Scott, who spoke about yearling and subadult bears as part of a Wildlife Wednesday presentation for the Alaska Wildlife Alliance, said the transitional bears are essentially still learning the foundational rules for surviving on their own. But the lessons they’re taking away are different from the ones his 18-year-old son is learning.
“Sometimes they make mistakes,” Scott said of the bears. “Sometimes they do things that don’t work at all, but by and large, they’re just feeling things out.”
Irene Morris, president for Alaska Wildlife Alliance’s Southeast Chapter, said the talk’s topic was chosen because Scott is an excellent source and bears are a popular topic.
“We have so many bears here,” Morris said. “Every one has a story.”
Black bears in Juneau typically stay with their mothers for the first 18 months of their lives, Scott said. That means in many cases they’re tasked with surviving as wild animals fairly quickly.
“Poor little buggers, and they spend most of that time in bed,” Scott said.
Black bears and brown bears each reach sexual maturity between 3 and 6 years of age. Scott said in Juneau that figure tends to be closer to 5 years of age.
Scott said there’s not a lot of quantitative research about what bears do between separation from their mothers and birthing cubs of their own. However, he did share some survival statistics that paint a perilous picture.
There’s about an 87% survival rate for female yearling black bears and 32-59% survival rate for male black bear yearlings, according to the Alaska Department of Fish and Game, Scott said. Brown bear data was not differentiated by gender, but Scott said there’s a 55% survival rate for brown bear cubs and 63% for yearlings.
Bear cubs are born in dens over winter, and for the next few seasons, they’re generally called cubs of the year. The next year, they’re called yearlings. Usually, that’s when the young bears are emancipated. Scott said that’s not always the case though, and some bears will spend an extra year with their mothers.
“Black bear male yearlings are busy bodies, and they get a little more pushy,” Scott said in explanation of the contrasting survival rates for males and females. “They usually will wander.”
By the time bears reach maturity, that survival rate rockets to more than 90 percent.
Scott said that’s both because the bears have learned successful strategies for survival and reached their full size.
He said since bears of that age are still figuring things out in ways that can include taking game from hunters, pillaging barbecues and other things humans would consider misbehavior, there is a common perception that transitional bears are especially dangerous.

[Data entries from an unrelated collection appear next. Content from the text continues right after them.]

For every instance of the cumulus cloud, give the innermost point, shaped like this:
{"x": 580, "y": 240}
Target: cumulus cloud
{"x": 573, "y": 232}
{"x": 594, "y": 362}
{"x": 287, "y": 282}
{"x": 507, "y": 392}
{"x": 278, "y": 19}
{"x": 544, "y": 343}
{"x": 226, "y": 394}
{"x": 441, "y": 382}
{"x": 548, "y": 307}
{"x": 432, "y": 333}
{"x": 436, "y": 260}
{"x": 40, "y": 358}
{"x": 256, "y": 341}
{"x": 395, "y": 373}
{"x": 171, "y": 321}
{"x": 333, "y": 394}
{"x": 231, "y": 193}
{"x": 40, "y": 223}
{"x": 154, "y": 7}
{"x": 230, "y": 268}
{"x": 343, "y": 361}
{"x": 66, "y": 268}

Scott said that’s not entirely accurate. He said they are wild animals that should be respected, but they’re not willfully malicious, just animals that begin to learn lessons of survival almost immediately and continue to learn.
“Females are always teaching cubs and yearlings,” Scott said.
Depending on where in Juneau bears are living, those lessons could fluctuate between desirable and potentially disastrous. Scott gave examples of bears that had learned where there are blueberries near residences, what garbage bins aren’t stringently protected and contain food stuffs, and that the Mendenhall Glacier is largely devoid of male bears that could prey on young or female bears.
“They might learn some bad things, or things we perceive as bad, but they’re going to learn where to get food, they’re going to learn to survive, but they’re going to learn that early,” Scott said.
For that reason, he said the circumstances a bear is born into likely influences its ultimate odds of survival.
A bear that spends time at by the Mendenhall Glacier with its mother and returns to the area may be more likely to ultimately reach adulthood and rear its own cubs than a bear that frequents downtown Juneau.
Scott said that’s because the glacier isn’t typically home to adult male bears that may prey on the younger animals, offers sources of food and is a place humans expect to encounter a bear —surprise or unwanted interactions can end up being fatal for bears.
However, Scott had some examples of bears that are navigating areas with significant human populations fairly successfully.
Scott said he knew of a bear that had three litters of cubs in the past 13 years near the Gold Creek Flume Trail. He said the single bear had about a 3-square-mile range and caused few problems.
“She did really well, and she learned how to live around us, but she taught all those cubs,” Scott said. “Now, though there could be upward of six bears bombing around that area.”
Whether that’s good or bad is ultimately more of a social judgment call than a biological one, Scott said, but survival lessons, the circumstances they were born into and luck will ultimately factor into what happens to those bears.
“It sounds a lot like us, doesn’t it?” Scott asked.